UG Council
Posted By Stabroek staff On July 29, 2012 @ 5:01 am In Editorial | No Comments
While the drama of Linden has been commanding national attention, other things have been happening under the radar, so to speak. The life of the last UG Council, the governing body of the university, came to an end on June 30, and on Wednesday of last week citizens discovered from Minister of Education Priya Manickchand that the new council had been almost fully constituted, bar two nominees still to be identified by specific organizations. Considering that the composition of the council had been a major concern of the UG unions and students’ association since January this year after it arbitrarily terminated the contract of Mr Frederick Kissoon and others, and considering that there had been protests on campus and formal petitions from the unions and student organization in relation to it, Minister Manickchand can only be said to be operating with stealth as her watchword.

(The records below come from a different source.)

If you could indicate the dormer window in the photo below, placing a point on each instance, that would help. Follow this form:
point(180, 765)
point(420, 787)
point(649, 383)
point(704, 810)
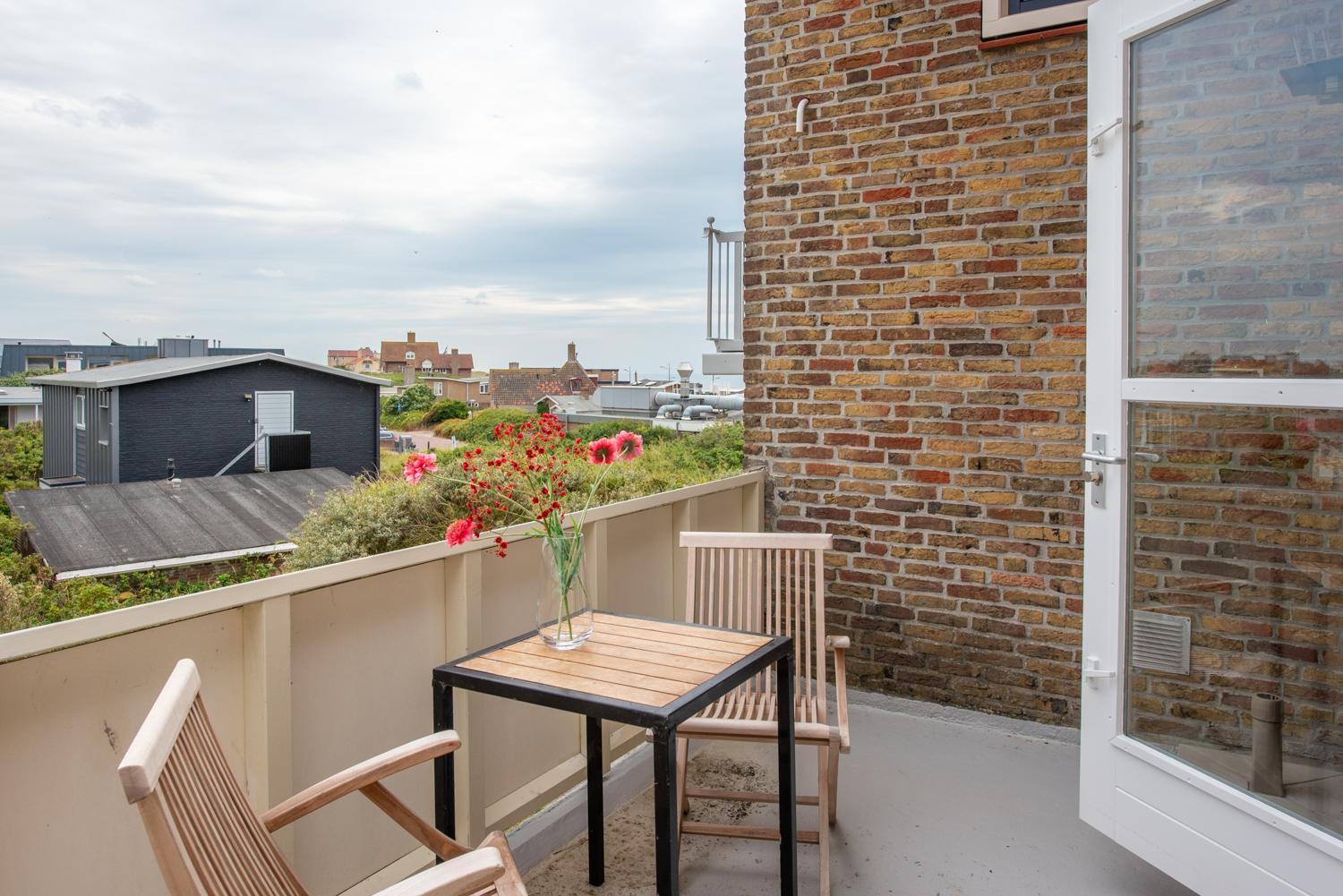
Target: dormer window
point(1004, 18)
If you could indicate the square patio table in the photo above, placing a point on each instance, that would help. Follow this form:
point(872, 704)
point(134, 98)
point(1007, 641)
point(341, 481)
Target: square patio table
point(639, 672)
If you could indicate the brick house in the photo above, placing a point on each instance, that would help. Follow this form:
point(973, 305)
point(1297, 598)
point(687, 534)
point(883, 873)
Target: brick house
point(915, 335)
point(424, 356)
point(470, 389)
point(921, 381)
point(523, 387)
point(915, 332)
point(362, 360)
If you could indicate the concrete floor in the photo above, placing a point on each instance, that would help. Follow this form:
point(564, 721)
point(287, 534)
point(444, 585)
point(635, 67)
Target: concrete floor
point(927, 807)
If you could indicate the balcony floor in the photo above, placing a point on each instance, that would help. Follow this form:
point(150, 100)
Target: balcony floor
point(927, 806)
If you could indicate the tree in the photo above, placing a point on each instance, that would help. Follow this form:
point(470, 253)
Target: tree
point(448, 408)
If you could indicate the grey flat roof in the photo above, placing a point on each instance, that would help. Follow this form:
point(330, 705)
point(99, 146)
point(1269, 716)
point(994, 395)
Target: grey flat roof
point(158, 368)
point(110, 525)
point(21, 395)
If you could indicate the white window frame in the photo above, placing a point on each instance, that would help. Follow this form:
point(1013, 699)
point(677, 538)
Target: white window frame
point(1210, 836)
point(997, 21)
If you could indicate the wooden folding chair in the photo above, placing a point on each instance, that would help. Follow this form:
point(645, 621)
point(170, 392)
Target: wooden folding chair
point(771, 584)
point(210, 841)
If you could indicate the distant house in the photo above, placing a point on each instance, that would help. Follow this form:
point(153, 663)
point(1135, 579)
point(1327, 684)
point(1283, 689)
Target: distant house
point(472, 389)
point(19, 405)
point(424, 357)
point(362, 360)
point(524, 387)
point(184, 525)
point(18, 356)
point(190, 416)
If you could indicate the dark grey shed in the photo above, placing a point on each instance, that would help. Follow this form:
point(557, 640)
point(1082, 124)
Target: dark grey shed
point(104, 530)
point(193, 415)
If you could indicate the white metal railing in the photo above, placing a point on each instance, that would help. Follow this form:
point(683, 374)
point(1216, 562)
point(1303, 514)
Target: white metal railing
point(724, 287)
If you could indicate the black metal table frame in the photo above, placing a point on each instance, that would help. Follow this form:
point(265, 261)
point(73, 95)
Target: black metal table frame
point(661, 721)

The intention was clearly not to say anything until the full council was in place, but after a petition concerning it was presented to the National Assembly by APNU MP Rupert Roopnaraine, following which Speaker Raphael Trotman referred it to select committee, Ms Manickchand was forced to make clear that this was all an exercise in futility. Neither she nor the government, it seems, has any great interest in allowing the university to function as a true academic institution, or in promoting the structural reforms which would be necessary to achieve that. For them, politics trumps everything else, and political control is what is at issue here.
Subsequent to the termination of the lecturers’ contracts early this year, there was a staff strike on campus which homed in on the appalling conditions at the university, and held the University Council responsible for the deterioration. It was Minister Nanda Gopaul who negotiated an agreement which allowed a return to work while the two sides talked. While there were one or two minor improvements on campus, a more comprehensive upgrading was painfully slow in materialising, according to the University of Guyana Workers’ Union (UGWU), the University of Guyana Senior Staff Association (UGSSA) and the University of Guyana Students’ Society (UGSS). In addition, they said that the council was not abiding by the terms of resumption which ended the strike, and their concerns were not being addressed, all of which produced further protest action.
Since the competence and arbitrariness of the University Council were seen by the campus organizations to underlie many of the problems at UG, these sent a petition to Minister Manickchand in March requesting a restructuring of the council, and proposing, among several other things, that the non-academic members to be appointed should be distinguished, principled and experienced. The Minister had ample warning that the campus bodies were also asking an MP to introduce a petition in Parliament, since that was indicated at the time, so one can only presume that thereafter she wasted no effort in setting about pre-empting it.
That document, as we reported in our Friday edition, asked that new council members be selected by an open, inclusive and participatory process involving the Minister of Education, the UG Academic Board and the National Assembly, and that (among other things) the members should have significant experience in academia to reflect the university’s academic purposes.
After they heard about the Minister’s statements in Parliament, the two unions issued a tactful press release, saying they were pleased that a new council would be appointed, but that the defects of its structure remained. Primary among these, of course, is the paucity of academic representation. “There are only four out of twenty six guaranteed academic members of the Council,” they wrote, “and this is insufficient membership to reflect the academic purposes of the university.” They also pointed to the fact that the staff representative on the council is required to be nominated by the UGWU, which is the non-academic union of the two on campus. The academic union, the UGSSA, therefore, has no member to represent it.
The other major concern reflected in the petition, although again, discreetly expressed, was the political nature of the council’s configuration. While acknowledging that civil society representation on the body was acceptable, the petition said it had been debased by partisan political considerations. It might be observed that after under-funding, it is political control of the council and political decision-making that have constituted perhaps the main problem of UG.
That political control has been possible partly because of the unwieldy structure of the council, which has a large number of sleeping and surfeit members on it who do not show their faces at meetings, thereby permitting a small group to dominate decision-making. The petitioners, for example, alluded to the four nominees from overseas university associations the Chancellor had to put forward (the Chancellor has six nominees in total), an arrangement that had no relevance nowadays. In any case, they wrote, one of these associations no longer exists at all, and new academic organizations have come into existence. “Even when the new council is appointed,” they said, “it will not be fully constituted.”
Out of the 26 members of the council, eight form a quorum, and as UGSSA President Patsy Francis has said, this equates to the same number of persons the Ministry of Education can nominate. The implications do not need any further expansion. It might be noted too that there is a review under way into the university’s governance structure by consulting firm Trevor Hamilton and Associates.
It seems that the Minister was not even prepared to consider the interim suggestions of the petitioners pending the recommendations coming out of the review, and one wonders, therefore, whether she will be receptive either to the recommended reforms as they relate to the council when the Hamilton report is finally handed over.
What is most disturbing, however, is Ms Manickchand’s clandestine modus operandi in this instance, and her total unwillingness to discuss any interim proposals regarding the council with the various stakeholders in UG. If there is any institution outside of Parliament where one would expect that views could be given a genuine hearing and taken into account, one would expect it to be in a university. The Minister, however, appears to have another less liberal model in mind.